Florida bitcoin processing boss gets 5 1/2 years in prison
A Florida man was sentenced to 5 1/2 years in prison by a judge who said he used a "pyramid of lies" to boost a business that helped criminals process millions of dollars in illegal bitcoin transactions.
Anthony Murgio, of Tampa, pleaded guilty earlier this year to conspiracy charges, admitting he knew he was acting illegally when he enticed friends and family members, including his father, to help him operate a crooked money exchange business.
"I screwed up badly," he said in court Tuesday.
His father, a former Palm Beach County, Florida, school board member, also has pleaded guilty in the scheme.
U.S. District Judge Alison J. Nathan in Manhattan noted that Murgio's victims included a federal credit union that served a low-income community in Lakewood, New Jersey.

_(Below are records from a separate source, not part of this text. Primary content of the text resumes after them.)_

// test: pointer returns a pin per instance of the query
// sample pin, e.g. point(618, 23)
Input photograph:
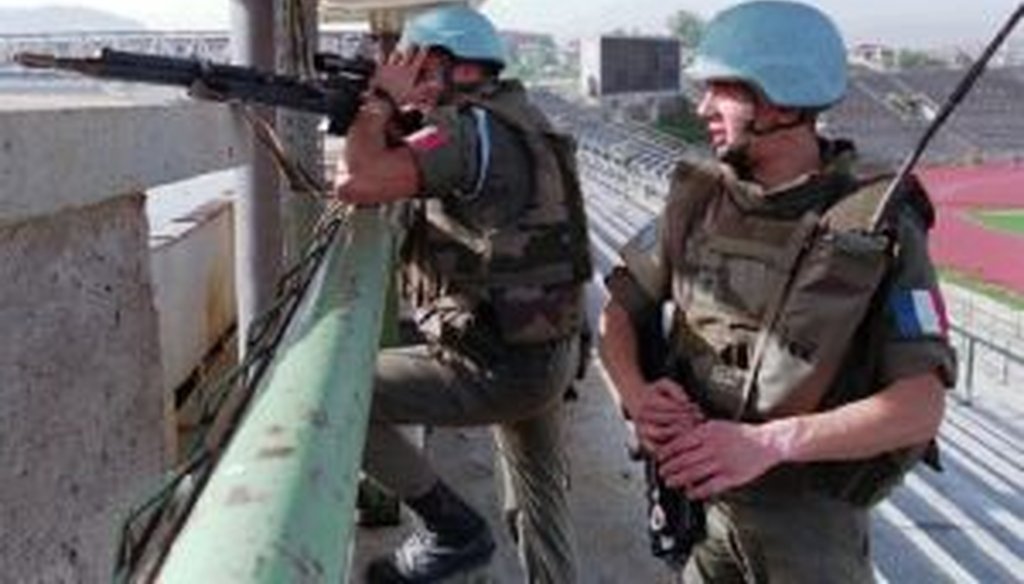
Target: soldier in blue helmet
point(809, 350)
point(494, 264)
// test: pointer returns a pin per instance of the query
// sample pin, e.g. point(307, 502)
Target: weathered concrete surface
point(80, 402)
point(57, 153)
point(194, 288)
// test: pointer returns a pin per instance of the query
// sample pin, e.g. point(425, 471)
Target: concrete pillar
point(298, 39)
point(258, 239)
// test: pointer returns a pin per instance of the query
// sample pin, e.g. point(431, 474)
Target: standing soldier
point(810, 350)
point(495, 265)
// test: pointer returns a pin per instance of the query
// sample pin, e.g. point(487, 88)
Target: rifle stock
point(675, 524)
point(336, 92)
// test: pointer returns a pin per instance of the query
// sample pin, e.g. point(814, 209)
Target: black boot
point(454, 538)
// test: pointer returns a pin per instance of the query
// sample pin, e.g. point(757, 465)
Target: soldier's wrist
point(781, 440)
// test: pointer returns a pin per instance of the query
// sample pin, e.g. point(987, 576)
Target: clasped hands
point(702, 457)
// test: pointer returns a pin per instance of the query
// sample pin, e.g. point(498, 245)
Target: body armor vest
point(767, 305)
point(522, 280)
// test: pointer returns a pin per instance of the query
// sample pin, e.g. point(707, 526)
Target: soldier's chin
point(736, 156)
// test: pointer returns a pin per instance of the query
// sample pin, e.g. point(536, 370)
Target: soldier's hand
point(717, 456)
point(397, 76)
point(663, 412)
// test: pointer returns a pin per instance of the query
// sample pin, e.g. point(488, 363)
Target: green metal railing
point(280, 504)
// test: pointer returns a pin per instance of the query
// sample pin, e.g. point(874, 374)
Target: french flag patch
point(919, 313)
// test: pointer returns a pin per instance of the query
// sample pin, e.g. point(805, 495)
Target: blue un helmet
point(792, 52)
point(460, 30)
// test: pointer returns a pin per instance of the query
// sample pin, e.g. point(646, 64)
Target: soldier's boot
point(453, 539)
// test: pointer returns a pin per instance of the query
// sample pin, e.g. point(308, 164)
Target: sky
point(903, 23)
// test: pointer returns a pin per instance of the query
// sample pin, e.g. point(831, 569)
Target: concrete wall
point(79, 372)
point(81, 386)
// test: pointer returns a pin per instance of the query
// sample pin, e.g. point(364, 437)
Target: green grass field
point(1009, 220)
point(997, 293)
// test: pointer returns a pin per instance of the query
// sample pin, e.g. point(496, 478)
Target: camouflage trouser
point(792, 536)
point(521, 394)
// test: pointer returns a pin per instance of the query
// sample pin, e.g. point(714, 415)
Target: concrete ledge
point(58, 154)
point(194, 289)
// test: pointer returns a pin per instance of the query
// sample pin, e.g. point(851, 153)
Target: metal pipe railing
point(280, 505)
point(973, 341)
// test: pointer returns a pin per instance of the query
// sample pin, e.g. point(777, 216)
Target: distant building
point(873, 56)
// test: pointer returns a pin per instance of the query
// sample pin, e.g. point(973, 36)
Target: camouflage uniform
point(494, 266)
point(718, 252)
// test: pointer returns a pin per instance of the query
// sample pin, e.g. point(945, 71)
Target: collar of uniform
point(812, 191)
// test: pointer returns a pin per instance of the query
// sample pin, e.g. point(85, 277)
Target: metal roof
point(377, 10)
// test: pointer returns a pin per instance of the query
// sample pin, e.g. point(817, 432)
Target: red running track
point(962, 243)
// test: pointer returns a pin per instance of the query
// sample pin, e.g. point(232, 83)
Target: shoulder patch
point(919, 313)
point(428, 138)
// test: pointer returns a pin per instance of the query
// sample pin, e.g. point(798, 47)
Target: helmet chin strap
point(737, 155)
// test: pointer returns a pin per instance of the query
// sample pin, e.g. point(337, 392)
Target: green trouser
point(521, 393)
point(778, 534)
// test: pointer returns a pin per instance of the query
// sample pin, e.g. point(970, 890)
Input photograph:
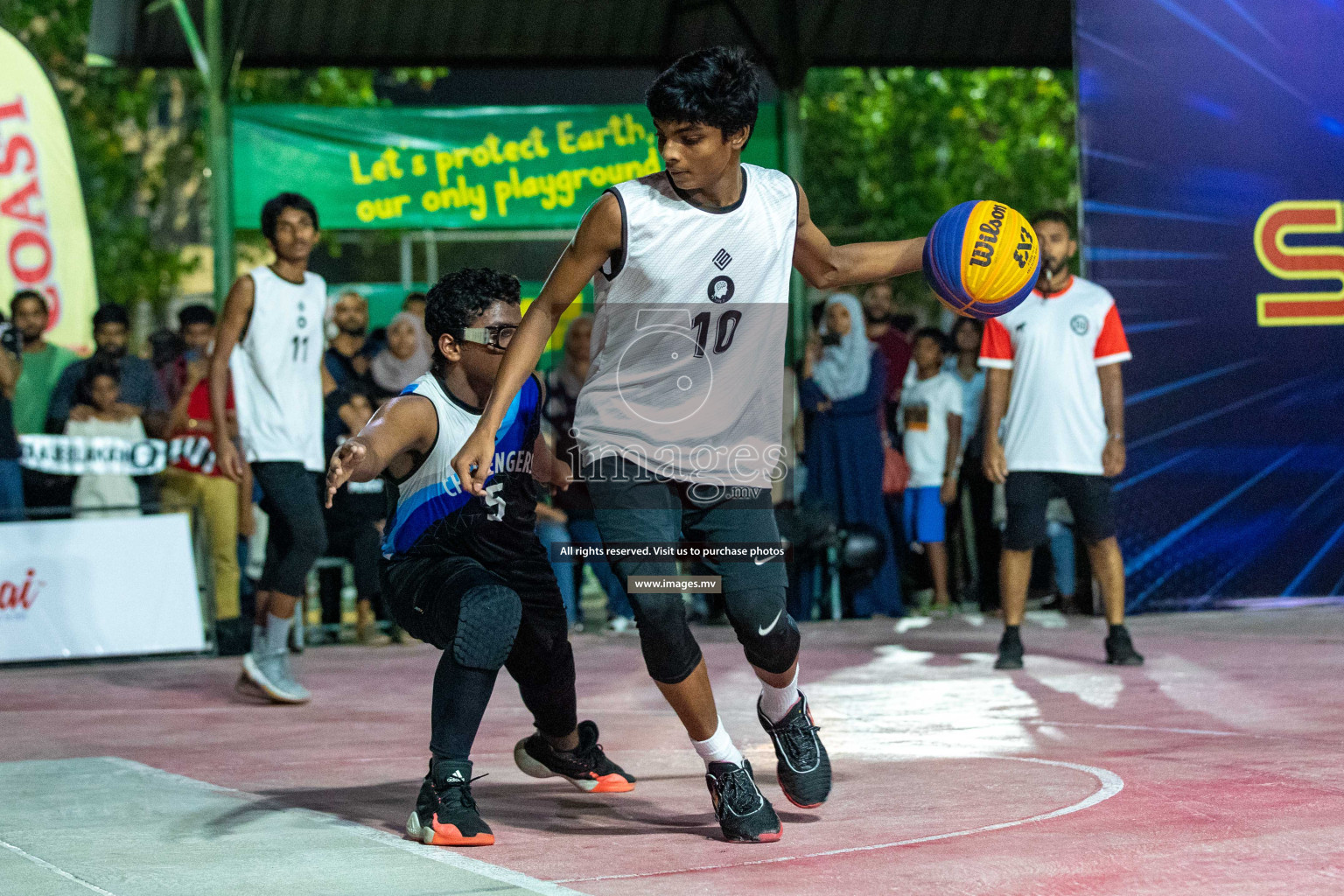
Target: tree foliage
point(138, 141)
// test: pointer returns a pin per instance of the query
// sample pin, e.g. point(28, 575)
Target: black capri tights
point(632, 506)
point(298, 534)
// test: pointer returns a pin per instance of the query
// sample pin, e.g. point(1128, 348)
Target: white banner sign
point(107, 454)
point(98, 589)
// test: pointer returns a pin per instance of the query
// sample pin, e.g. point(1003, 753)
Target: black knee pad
point(486, 624)
point(669, 650)
point(767, 633)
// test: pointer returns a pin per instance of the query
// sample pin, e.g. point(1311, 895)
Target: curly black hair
point(94, 368)
point(718, 87)
point(1058, 216)
point(270, 211)
point(460, 298)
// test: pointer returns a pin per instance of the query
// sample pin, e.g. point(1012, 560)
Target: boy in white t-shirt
point(930, 422)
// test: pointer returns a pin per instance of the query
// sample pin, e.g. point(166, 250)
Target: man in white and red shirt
point(1058, 354)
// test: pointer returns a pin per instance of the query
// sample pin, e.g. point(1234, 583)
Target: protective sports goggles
point(492, 336)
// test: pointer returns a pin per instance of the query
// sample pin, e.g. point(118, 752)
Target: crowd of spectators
point(892, 444)
point(894, 448)
point(164, 393)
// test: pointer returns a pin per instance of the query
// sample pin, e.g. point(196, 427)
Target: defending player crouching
point(466, 572)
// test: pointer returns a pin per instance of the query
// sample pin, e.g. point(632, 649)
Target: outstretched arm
point(825, 266)
point(1113, 404)
point(406, 424)
point(593, 243)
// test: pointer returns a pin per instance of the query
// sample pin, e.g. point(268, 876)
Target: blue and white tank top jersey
point(689, 332)
point(437, 517)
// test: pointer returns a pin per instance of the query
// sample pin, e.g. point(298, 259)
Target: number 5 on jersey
point(495, 501)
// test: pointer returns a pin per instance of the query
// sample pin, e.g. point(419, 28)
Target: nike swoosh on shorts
point(770, 627)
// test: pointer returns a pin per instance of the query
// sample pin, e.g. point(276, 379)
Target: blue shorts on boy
point(925, 514)
point(925, 406)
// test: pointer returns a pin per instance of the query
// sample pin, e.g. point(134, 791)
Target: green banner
point(385, 300)
point(489, 167)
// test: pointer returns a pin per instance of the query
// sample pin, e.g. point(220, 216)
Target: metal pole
point(218, 150)
point(790, 144)
point(430, 258)
point(408, 261)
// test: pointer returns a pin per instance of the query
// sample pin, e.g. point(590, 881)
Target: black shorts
point(1030, 491)
point(423, 594)
point(634, 506)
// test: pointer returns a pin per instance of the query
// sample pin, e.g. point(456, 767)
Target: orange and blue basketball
point(983, 258)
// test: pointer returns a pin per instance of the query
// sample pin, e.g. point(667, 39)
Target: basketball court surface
point(1214, 768)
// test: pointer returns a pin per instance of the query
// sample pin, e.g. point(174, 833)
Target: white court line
point(1110, 785)
point(60, 871)
point(433, 853)
point(1176, 731)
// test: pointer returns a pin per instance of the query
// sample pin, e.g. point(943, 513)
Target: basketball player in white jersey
point(680, 416)
point(270, 344)
point(466, 572)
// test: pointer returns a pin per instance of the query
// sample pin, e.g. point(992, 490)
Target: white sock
point(776, 703)
point(277, 633)
point(718, 747)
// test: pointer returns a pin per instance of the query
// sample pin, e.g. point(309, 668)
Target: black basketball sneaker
point(804, 767)
point(445, 813)
point(588, 767)
point(745, 815)
point(1010, 649)
point(1120, 649)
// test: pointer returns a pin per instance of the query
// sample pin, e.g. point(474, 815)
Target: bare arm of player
point(825, 266)
point(949, 471)
point(597, 238)
point(1113, 404)
point(406, 424)
point(996, 404)
point(237, 313)
point(550, 469)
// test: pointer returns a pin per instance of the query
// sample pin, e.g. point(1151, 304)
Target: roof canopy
point(787, 35)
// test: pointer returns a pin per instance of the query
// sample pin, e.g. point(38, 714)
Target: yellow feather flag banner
point(43, 231)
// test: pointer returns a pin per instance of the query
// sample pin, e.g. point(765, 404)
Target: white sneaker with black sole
point(273, 677)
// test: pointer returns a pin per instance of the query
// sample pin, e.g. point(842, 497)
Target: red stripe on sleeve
point(996, 344)
point(1112, 338)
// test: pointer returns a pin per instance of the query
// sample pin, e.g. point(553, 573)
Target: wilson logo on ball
point(982, 258)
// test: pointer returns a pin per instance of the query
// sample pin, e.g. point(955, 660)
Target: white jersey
point(689, 333)
point(1054, 346)
point(925, 406)
point(277, 371)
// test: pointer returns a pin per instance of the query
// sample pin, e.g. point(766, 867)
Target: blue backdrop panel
point(1196, 118)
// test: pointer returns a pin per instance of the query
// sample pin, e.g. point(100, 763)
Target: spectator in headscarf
point(844, 384)
point(405, 359)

Prosecutors said the 110-member once-healthy credit union was forced into liquidation after 36 years after Murgio and his friends made $162,000 in "donations" and "consulting fees" to a local church in a corrupt deal to take control of the credit union and process more than $60 million in transactions for their illegal activities.
The judge called Murgio's greed-driven plans "dangerous and destructive" criminal conduct.
"Mr. Murgio led his co-conspirators in a pyramid of lies," the judge said.
Through sobs, Murgio, 33, apologized for involving friends and family members as many of them cried from the first row of spectator benches.
"I'm sorry for all the damage I've caused to so many people," he said. "I put myself above the law."
He said the prosecution had given him perspective.
"Money comes and goes," he said. "The satisfaction you get from helping somebody's life is not even in the same universe as making $50,000 in a transaction."
Prosecutors said Murgio processed more than $10 million in illegal bitcoin transactions from April 2013 through July 2015.
Murgio, his father and another man admitted roles in operating a phony Florida-based business called the Collectables Club. Authorities said the business allowed criminals to buy bitcoins to launder their money under the pretense they were buying stamps and sports memorabilia.
Prosecutors had requested Murgio serve more than a decade in prison.